BALTIMORE, MD — The tech bull of the 90s benefited more than the dot-coms and internet service providers. Computer hardware and software, telecommunications, tech consulting and biotech stocks all enjoyed magnificent booms within the overall secular bull market.
But they all didn’t experience gains at the same time. Rather, each of these sectors found their strengths and weakness’ at different times. Some led…some lagged… and some built momentum and strength for others to follow. Nevertheless they all contributed to what is known as the single biggest tech bull market in history.
Today’s metals bull market has a similar flavor.
Recent upswings in various metal prices have come at different times due to a range of several different factors. But like each sector that benefited in the 90s tech boom, each metal is being benefited in today’s commodity bull.
So far, zinc has been the superstar of the group. The bluish-white metal has easily gained worldwide interest from the major investment houses to individual investors like you and me as prices continue to break all-time highs. And as you might know, I still think the galvanizing metal still has a lot of steam behind it.
But let’s forget about zinc just for today. I want to talk with you about rhodium.
Rhodium is part of a collection of metals that make up the platinum group metals(PGM).The platinum group metals are six metals that have physical and chemical properties similar to platinum. They consist of: ruthenium, rhodium, palladium, osmium, iridium, and, of course, platinum.

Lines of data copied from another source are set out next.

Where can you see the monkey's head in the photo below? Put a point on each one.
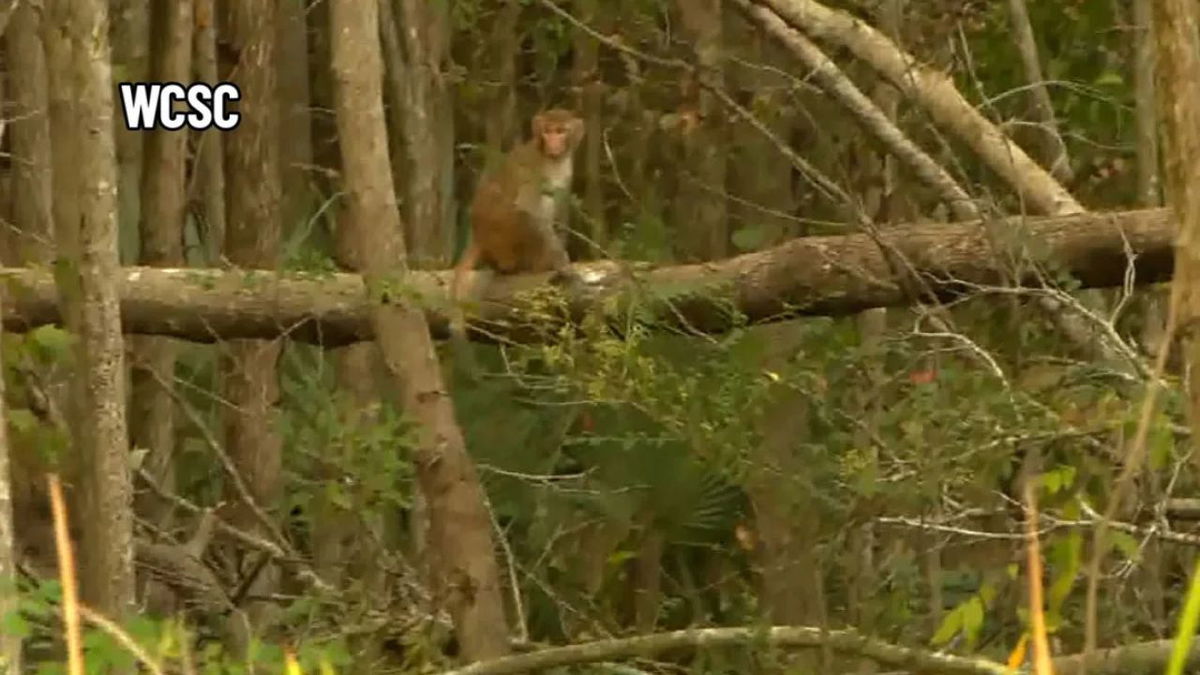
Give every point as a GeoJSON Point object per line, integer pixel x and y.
{"type": "Point", "coordinates": [557, 132]}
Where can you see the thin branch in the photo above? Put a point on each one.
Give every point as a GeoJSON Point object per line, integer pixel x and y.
{"type": "Point", "coordinates": [708, 638]}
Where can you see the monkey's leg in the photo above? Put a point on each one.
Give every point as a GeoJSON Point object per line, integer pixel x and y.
{"type": "Point", "coordinates": [462, 358]}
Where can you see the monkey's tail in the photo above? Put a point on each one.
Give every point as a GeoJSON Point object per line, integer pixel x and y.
{"type": "Point", "coordinates": [462, 352]}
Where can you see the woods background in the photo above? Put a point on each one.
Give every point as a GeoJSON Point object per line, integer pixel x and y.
{"type": "Point", "coordinates": [869, 347]}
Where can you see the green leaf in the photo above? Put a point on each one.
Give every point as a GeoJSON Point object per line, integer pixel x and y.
{"type": "Point", "coordinates": [951, 626]}
{"type": "Point", "coordinates": [52, 341]}
{"type": "Point", "coordinates": [749, 238]}
{"type": "Point", "coordinates": [972, 619]}
{"type": "Point", "coordinates": [1188, 620]}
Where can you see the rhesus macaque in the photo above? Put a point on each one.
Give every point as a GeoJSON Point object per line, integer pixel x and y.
{"type": "Point", "coordinates": [520, 205]}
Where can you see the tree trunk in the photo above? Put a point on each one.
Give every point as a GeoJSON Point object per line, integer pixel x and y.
{"type": "Point", "coordinates": [460, 527]}
{"type": "Point", "coordinates": [78, 59]}
{"type": "Point", "coordinates": [1053, 149]}
{"type": "Point", "coordinates": [295, 143]}
{"type": "Point", "coordinates": [1155, 321]}
{"type": "Point", "coordinates": [10, 643]}
{"type": "Point", "coordinates": [30, 133]}
{"type": "Point", "coordinates": [131, 46]}
{"type": "Point", "coordinates": [593, 238]}
{"type": "Point", "coordinates": [936, 94]}
{"type": "Point", "coordinates": [209, 154]}
{"type": "Point", "coordinates": [700, 201]}
{"type": "Point", "coordinates": [1179, 105]}
{"type": "Point", "coordinates": [252, 242]}
{"type": "Point", "coordinates": [426, 138]}
{"type": "Point", "coordinates": [163, 211]}
{"type": "Point", "coordinates": [808, 276]}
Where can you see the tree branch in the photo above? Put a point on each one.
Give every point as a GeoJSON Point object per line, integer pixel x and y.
{"type": "Point", "coordinates": [814, 275]}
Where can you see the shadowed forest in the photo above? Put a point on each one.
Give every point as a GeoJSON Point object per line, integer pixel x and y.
{"type": "Point", "coordinates": [874, 352]}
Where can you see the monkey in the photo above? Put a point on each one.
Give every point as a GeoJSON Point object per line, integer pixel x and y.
{"type": "Point", "coordinates": [519, 207]}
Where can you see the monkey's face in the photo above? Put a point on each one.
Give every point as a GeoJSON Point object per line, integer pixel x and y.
{"type": "Point", "coordinates": [556, 139]}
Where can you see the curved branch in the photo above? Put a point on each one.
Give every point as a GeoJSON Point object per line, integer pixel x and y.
{"type": "Point", "coordinates": [696, 638]}
{"type": "Point", "coordinates": [813, 275]}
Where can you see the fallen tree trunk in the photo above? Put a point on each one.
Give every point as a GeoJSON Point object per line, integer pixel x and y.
{"type": "Point", "coordinates": [814, 275]}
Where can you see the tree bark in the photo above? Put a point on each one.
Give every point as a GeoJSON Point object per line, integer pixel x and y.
{"type": "Point", "coordinates": [809, 276]}
{"type": "Point", "coordinates": [130, 36]}
{"type": "Point", "coordinates": [936, 94]}
{"type": "Point", "coordinates": [592, 91]}
{"type": "Point", "coordinates": [252, 240]}
{"type": "Point", "coordinates": [1053, 148]}
{"type": "Point", "coordinates": [460, 526]}
{"type": "Point", "coordinates": [295, 143]}
{"type": "Point", "coordinates": [163, 211]}
{"type": "Point", "coordinates": [700, 203]}
{"type": "Point", "coordinates": [88, 282]}
{"type": "Point", "coordinates": [209, 160]}
{"type": "Point", "coordinates": [426, 139]}
{"type": "Point", "coordinates": [30, 133]}
{"type": "Point", "coordinates": [10, 643]}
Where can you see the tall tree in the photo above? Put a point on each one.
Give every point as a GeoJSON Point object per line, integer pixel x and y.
{"type": "Point", "coordinates": [130, 34]}
{"type": "Point", "coordinates": [30, 136]}
{"type": "Point", "coordinates": [295, 143]}
{"type": "Point", "coordinates": [253, 196]}
{"type": "Point", "coordinates": [427, 131]}
{"type": "Point", "coordinates": [163, 210]}
{"type": "Point", "coordinates": [10, 641]}
{"type": "Point", "coordinates": [700, 203]}
{"type": "Point", "coordinates": [460, 527]}
{"type": "Point", "coordinates": [85, 161]}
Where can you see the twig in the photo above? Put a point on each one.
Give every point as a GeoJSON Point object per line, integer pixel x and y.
{"type": "Point", "coordinates": [121, 637]}
{"type": "Point", "coordinates": [67, 575]}
{"type": "Point", "coordinates": [777, 635]}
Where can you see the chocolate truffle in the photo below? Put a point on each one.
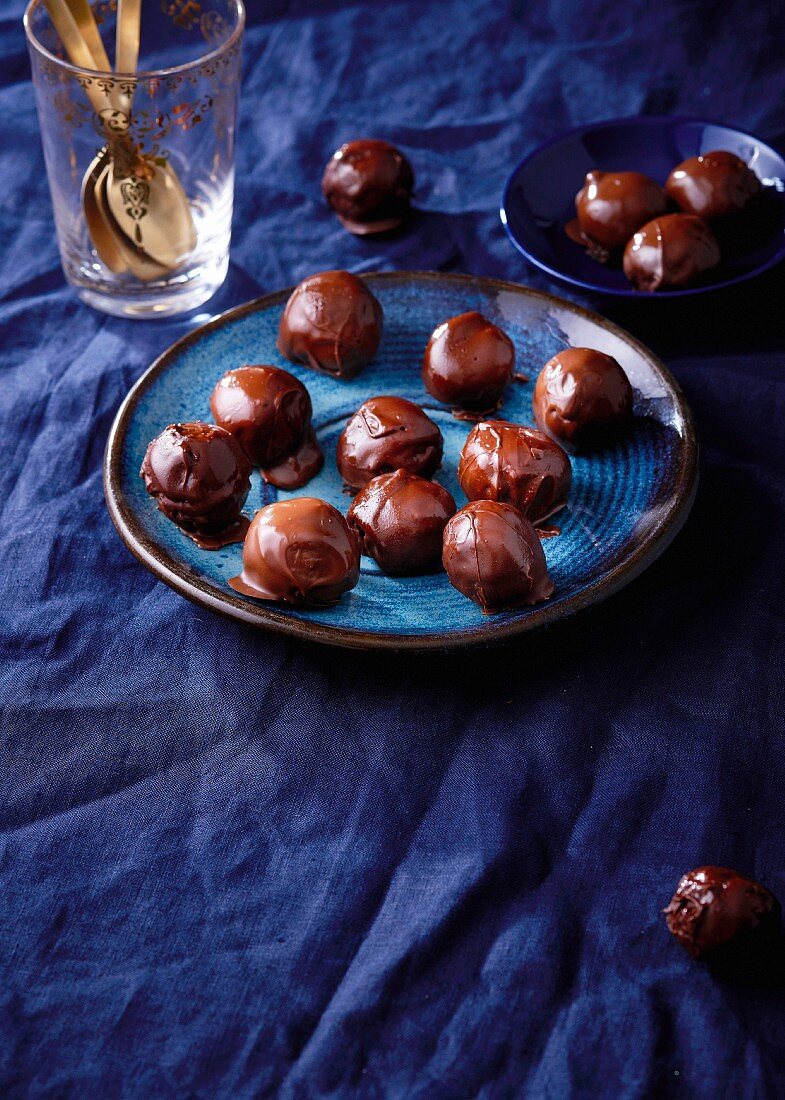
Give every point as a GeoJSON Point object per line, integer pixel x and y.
{"type": "Point", "coordinates": [493, 556]}
{"type": "Point", "coordinates": [200, 477]}
{"type": "Point", "coordinates": [368, 184]}
{"type": "Point", "coordinates": [332, 322]}
{"type": "Point", "coordinates": [715, 909]}
{"type": "Point", "coordinates": [714, 185]}
{"type": "Point", "coordinates": [385, 435]}
{"type": "Point", "coordinates": [299, 551]}
{"type": "Point", "coordinates": [582, 395]}
{"type": "Point", "coordinates": [612, 205]}
{"type": "Point", "coordinates": [268, 411]}
{"type": "Point", "coordinates": [468, 361]}
{"type": "Point", "coordinates": [400, 521]}
{"type": "Point", "coordinates": [517, 465]}
{"type": "Point", "coordinates": [671, 252]}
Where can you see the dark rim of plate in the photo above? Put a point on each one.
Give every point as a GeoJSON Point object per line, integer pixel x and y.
{"type": "Point", "coordinates": [203, 593]}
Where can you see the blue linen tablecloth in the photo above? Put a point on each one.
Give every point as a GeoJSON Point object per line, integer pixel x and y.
{"type": "Point", "coordinates": [235, 866]}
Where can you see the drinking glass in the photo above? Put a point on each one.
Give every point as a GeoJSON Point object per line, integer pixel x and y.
{"type": "Point", "coordinates": [141, 165]}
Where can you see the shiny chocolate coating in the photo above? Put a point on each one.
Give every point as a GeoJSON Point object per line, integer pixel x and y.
{"type": "Point", "coordinates": [517, 465]}
{"type": "Point", "coordinates": [612, 205]}
{"type": "Point", "coordinates": [714, 908]}
{"type": "Point", "coordinates": [368, 184]}
{"type": "Point", "coordinates": [468, 361]}
{"type": "Point", "coordinates": [299, 551]}
{"type": "Point", "coordinates": [385, 435]}
{"type": "Point", "coordinates": [400, 521]}
{"type": "Point", "coordinates": [268, 411]}
{"type": "Point", "coordinates": [493, 554]}
{"type": "Point", "coordinates": [582, 395]}
{"type": "Point", "coordinates": [332, 322]}
{"type": "Point", "coordinates": [671, 252]}
{"type": "Point", "coordinates": [712, 185]}
{"type": "Point", "coordinates": [199, 476]}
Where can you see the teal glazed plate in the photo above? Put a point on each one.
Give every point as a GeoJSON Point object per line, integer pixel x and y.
{"type": "Point", "coordinates": [628, 501]}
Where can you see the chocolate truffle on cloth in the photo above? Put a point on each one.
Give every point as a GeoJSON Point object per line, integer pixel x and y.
{"type": "Point", "coordinates": [493, 556]}
{"type": "Point", "coordinates": [582, 395]}
{"type": "Point", "coordinates": [385, 435]}
{"type": "Point", "coordinates": [268, 411]}
{"type": "Point", "coordinates": [200, 477]}
{"type": "Point", "coordinates": [671, 252]}
{"type": "Point", "coordinates": [400, 520]}
{"type": "Point", "coordinates": [368, 184]}
{"type": "Point", "coordinates": [716, 910]}
{"type": "Point", "coordinates": [299, 551]}
{"type": "Point", "coordinates": [714, 185]}
{"type": "Point", "coordinates": [332, 322]}
{"type": "Point", "coordinates": [468, 362]}
{"type": "Point", "coordinates": [517, 465]}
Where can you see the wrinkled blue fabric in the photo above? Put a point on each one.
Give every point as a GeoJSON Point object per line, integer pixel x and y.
{"type": "Point", "coordinates": [233, 865]}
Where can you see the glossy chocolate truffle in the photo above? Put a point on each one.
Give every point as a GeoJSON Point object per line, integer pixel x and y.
{"type": "Point", "coordinates": [714, 909]}
{"type": "Point", "coordinates": [714, 185]}
{"type": "Point", "coordinates": [671, 252]}
{"type": "Point", "coordinates": [517, 465]}
{"type": "Point", "coordinates": [400, 521]}
{"type": "Point", "coordinates": [385, 435]}
{"type": "Point", "coordinates": [268, 411]}
{"type": "Point", "coordinates": [299, 551]}
{"type": "Point", "coordinates": [468, 361]}
{"type": "Point", "coordinates": [200, 477]}
{"type": "Point", "coordinates": [332, 323]}
{"type": "Point", "coordinates": [368, 184]}
{"type": "Point", "coordinates": [493, 556]}
{"type": "Point", "coordinates": [582, 395]}
{"type": "Point", "coordinates": [612, 205]}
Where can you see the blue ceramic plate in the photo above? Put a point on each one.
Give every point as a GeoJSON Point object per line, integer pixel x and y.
{"type": "Point", "coordinates": [539, 199]}
{"type": "Point", "coordinates": [628, 502]}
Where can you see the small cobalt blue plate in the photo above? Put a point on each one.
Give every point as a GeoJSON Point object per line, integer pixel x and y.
{"type": "Point", "coordinates": [539, 199]}
{"type": "Point", "coordinates": [627, 503]}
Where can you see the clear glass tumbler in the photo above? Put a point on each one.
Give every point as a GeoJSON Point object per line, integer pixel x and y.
{"type": "Point", "coordinates": [141, 165]}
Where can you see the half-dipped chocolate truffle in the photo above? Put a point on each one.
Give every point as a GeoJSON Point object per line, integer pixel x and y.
{"type": "Point", "coordinates": [299, 551]}
{"type": "Point", "coordinates": [612, 205]}
{"type": "Point", "coordinates": [714, 185]}
{"type": "Point", "coordinates": [671, 252]}
{"type": "Point", "coordinates": [468, 362]}
{"type": "Point", "coordinates": [400, 520]}
{"type": "Point", "coordinates": [332, 322]}
{"type": "Point", "coordinates": [493, 554]}
{"type": "Point", "coordinates": [582, 396]}
{"type": "Point", "coordinates": [715, 909]}
{"type": "Point", "coordinates": [385, 435]}
{"type": "Point", "coordinates": [517, 465]}
{"type": "Point", "coordinates": [268, 411]}
{"type": "Point", "coordinates": [368, 184]}
{"type": "Point", "coordinates": [200, 477]}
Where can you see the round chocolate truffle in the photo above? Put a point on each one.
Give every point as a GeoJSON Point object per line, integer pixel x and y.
{"type": "Point", "coordinates": [299, 551]}
{"type": "Point", "coordinates": [671, 252]}
{"type": "Point", "coordinates": [332, 322]}
{"type": "Point", "coordinates": [517, 465]}
{"type": "Point", "coordinates": [268, 411]}
{"type": "Point", "coordinates": [200, 477]}
{"type": "Point", "coordinates": [612, 205]}
{"type": "Point", "coordinates": [714, 909]}
{"type": "Point", "coordinates": [385, 435]}
{"type": "Point", "coordinates": [368, 184]}
{"type": "Point", "coordinates": [714, 185]}
{"type": "Point", "coordinates": [400, 521]}
{"type": "Point", "coordinates": [493, 554]}
{"type": "Point", "coordinates": [582, 395]}
{"type": "Point", "coordinates": [468, 361]}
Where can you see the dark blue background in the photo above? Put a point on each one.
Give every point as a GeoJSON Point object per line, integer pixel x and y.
{"type": "Point", "coordinates": [233, 865]}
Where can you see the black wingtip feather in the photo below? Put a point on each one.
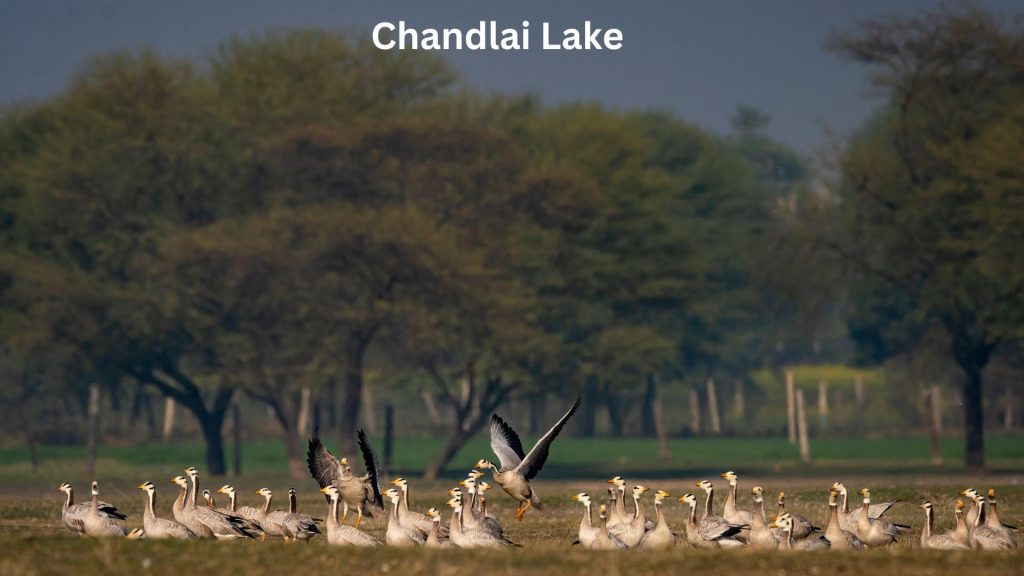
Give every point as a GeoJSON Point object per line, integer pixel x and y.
{"type": "Point", "coordinates": [373, 467]}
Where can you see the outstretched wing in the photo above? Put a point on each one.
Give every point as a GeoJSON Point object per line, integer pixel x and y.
{"type": "Point", "coordinates": [535, 460]}
{"type": "Point", "coordinates": [324, 466]}
{"type": "Point", "coordinates": [505, 443]}
{"type": "Point", "coordinates": [373, 467]}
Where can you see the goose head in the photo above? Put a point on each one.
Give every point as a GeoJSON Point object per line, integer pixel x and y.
{"type": "Point", "coordinates": [582, 497]}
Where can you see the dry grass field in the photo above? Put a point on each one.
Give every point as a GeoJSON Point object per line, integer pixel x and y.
{"type": "Point", "coordinates": [34, 541]}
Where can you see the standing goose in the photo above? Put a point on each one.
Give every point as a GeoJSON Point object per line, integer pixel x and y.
{"type": "Point", "coordinates": [339, 534]}
{"type": "Point", "coordinates": [730, 511]}
{"type": "Point", "coordinates": [984, 537]}
{"type": "Point", "coordinates": [761, 537]}
{"type": "Point", "coordinates": [468, 538]}
{"type": "Point", "coordinates": [207, 523]}
{"type": "Point", "coordinates": [662, 536]}
{"type": "Point", "coordinates": [397, 534]}
{"type": "Point", "coordinates": [588, 532]}
{"type": "Point", "coordinates": [518, 468]}
{"type": "Point", "coordinates": [251, 515]}
{"type": "Point", "coordinates": [839, 538]}
{"type": "Point", "coordinates": [876, 532]}
{"type": "Point", "coordinates": [272, 522]}
{"type": "Point", "coordinates": [712, 532]}
{"type": "Point", "coordinates": [408, 518]}
{"type": "Point", "coordinates": [632, 532]}
{"type": "Point", "coordinates": [488, 521]}
{"type": "Point", "coordinates": [784, 523]}
{"type": "Point", "coordinates": [159, 528]}
{"type": "Point", "coordinates": [847, 518]}
{"type": "Point", "coordinates": [361, 493]}
{"type": "Point", "coordinates": [932, 541]}
{"type": "Point", "coordinates": [434, 539]}
{"type": "Point", "coordinates": [962, 532]}
{"type": "Point", "coordinates": [73, 513]}
{"type": "Point", "coordinates": [802, 528]}
{"type": "Point", "coordinates": [992, 519]}
{"type": "Point", "coordinates": [616, 504]}
{"type": "Point", "coordinates": [298, 526]}
{"type": "Point", "coordinates": [971, 516]}
{"type": "Point", "coordinates": [95, 524]}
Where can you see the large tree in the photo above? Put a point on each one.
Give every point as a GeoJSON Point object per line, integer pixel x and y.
{"type": "Point", "coordinates": [929, 202]}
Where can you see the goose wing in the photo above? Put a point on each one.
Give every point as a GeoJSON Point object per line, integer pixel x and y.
{"type": "Point", "coordinates": [505, 443]}
{"type": "Point", "coordinates": [373, 468]}
{"type": "Point", "coordinates": [324, 466]}
{"type": "Point", "coordinates": [539, 455]}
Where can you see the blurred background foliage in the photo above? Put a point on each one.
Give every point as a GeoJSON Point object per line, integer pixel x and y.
{"type": "Point", "coordinates": [302, 231]}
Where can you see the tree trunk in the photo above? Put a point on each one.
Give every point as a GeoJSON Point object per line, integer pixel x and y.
{"type": "Point", "coordinates": [587, 415]}
{"type": "Point", "coordinates": [351, 403]}
{"type": "Point", "coordinates": [211, 426]}
{"type": "Point", "coordinates": [974, 424]}
{"type": "Point", "coordinates": [716, 422]}
{"type": "Point", "coordinates": [647, 411]}
{"type": "Point", "coordinates": [93, 438]}
{"type": "Point", "coordinates": [615, 417]}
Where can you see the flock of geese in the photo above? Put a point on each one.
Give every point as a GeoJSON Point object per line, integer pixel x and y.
{"type": "Point", "coordinates": [846, 529]}
{"type": "Point", "coordinates": [472, 526]}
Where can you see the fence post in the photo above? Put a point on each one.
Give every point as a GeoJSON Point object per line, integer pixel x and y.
{"type": "Point", "coordinates": [716, 422]}
{"type": "Point", "coordinates": [791, 408]}
{"type": "Point", "coordinates": [388, 435]}
{"type": "Point", "coordinates": [805, 447]}
{"type": "Point", "coordinates": [92, 440]}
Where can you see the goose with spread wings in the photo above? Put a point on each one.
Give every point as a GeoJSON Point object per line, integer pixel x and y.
{"type": "Point", "coordinates": [518, 468]}
{"type": "Point", "coordinates": [360, 493]}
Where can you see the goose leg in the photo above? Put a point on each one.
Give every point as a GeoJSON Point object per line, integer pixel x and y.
{"type": "Point", "coordinates": [521, 510]}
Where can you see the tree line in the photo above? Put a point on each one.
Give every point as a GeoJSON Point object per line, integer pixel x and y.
{"type": "Point", "coordinates": [299, 209]}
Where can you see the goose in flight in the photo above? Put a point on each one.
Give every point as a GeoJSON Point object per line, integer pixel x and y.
{"type": "Point", "coordinates": [360, 493]}
{"type": "Point", "coordinates": [518, 468]}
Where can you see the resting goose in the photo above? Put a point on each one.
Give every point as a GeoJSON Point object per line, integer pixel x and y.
{"type": "Point", "coordinates": [95, 524]}
{"type": "Point", "coordinates": [160, 528]}
{"type": "Point", "coordinates": [588, 532]}
{"type": "Point", "coordinates": [802, 528]}
{"type": "Point", "coordinates": [730, 511]}
{"type": "Point", "coordinates": [784, 523]}
{"type": "Point", "coordinates": [847, 518]}
{"type": "Point", "coordinates": [518, 468]}
{"type": "Point", "coordinates": [434, 539]}
{"type": "Point", "coordinates": [398, 534]}
{"type": "Point", "coordinates": [992, 520]}
{"type": "Point", "coordinates": [660, 537]}
{"type": "Point", "coordinates": [876, 532]}
{"type": "Point", "coordinates": [761, 537]}
{"type": "Point", "coordinates": [932, 541]}
{"type": "Point", "coordinates": [984, 537]}
{"type": "Point", "coordinates": [72, 513]}
{"type": "Point", "coordinates": [839, 538]}
{"type": "Point", "coordinates": [712, 532]}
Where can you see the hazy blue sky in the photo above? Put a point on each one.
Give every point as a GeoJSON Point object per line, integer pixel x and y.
{"type": "Point", "coordinates": [697, 59]}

Rhodium is a hard silver-white metal that is highly resistant to corrosion and is extremely reflective. It is used as an alloying agent for hardening platinum and palladium. These alloys are used in furnace windings, bushings for glass fiber production, thermocouple elements, electrodes for aircraft spark plugs, and laboratory crucibles.High rhodium prices during the late 80s led to increased rhodium production from South Africa, the world’s largest supplier. But it was too much, too fast. And an oversupply caused prices to drastically decline during the 90s.
Well, annual world production of rhodium is only about 20 tons (about 40,000 pounds), making it very rare. The fact is supplies are tight, and demand is consistent.
Now like I mentioned before, high rhodium prices during the late 80s led to increased rhodium production from South Africa, but nowadays things are different. South African mines haven’t been able to push out as much rhodium as they want or planned. In fact, last year rhodium demand grew by more than twice the rate of increase in production.
That’s a detail that no other commodity can claim. Not even zinc.
With demand for rhodium still high and producers unable to make with the goods, rhodium is poised to break its all-time high of $7,000 an ounce over the next few years.
So how can you profit?
Simple. Even though rhodium is illiquid and does not trade on any futures exchange, investors can still leverage themselves to higher prices through buying the producers.
The problem is, however, rhodium is a not a primary metal in the chain for any PGM producer. But a PGM producer or explorer with a heavy interest in rhodium is sure to take advantage of this bull market.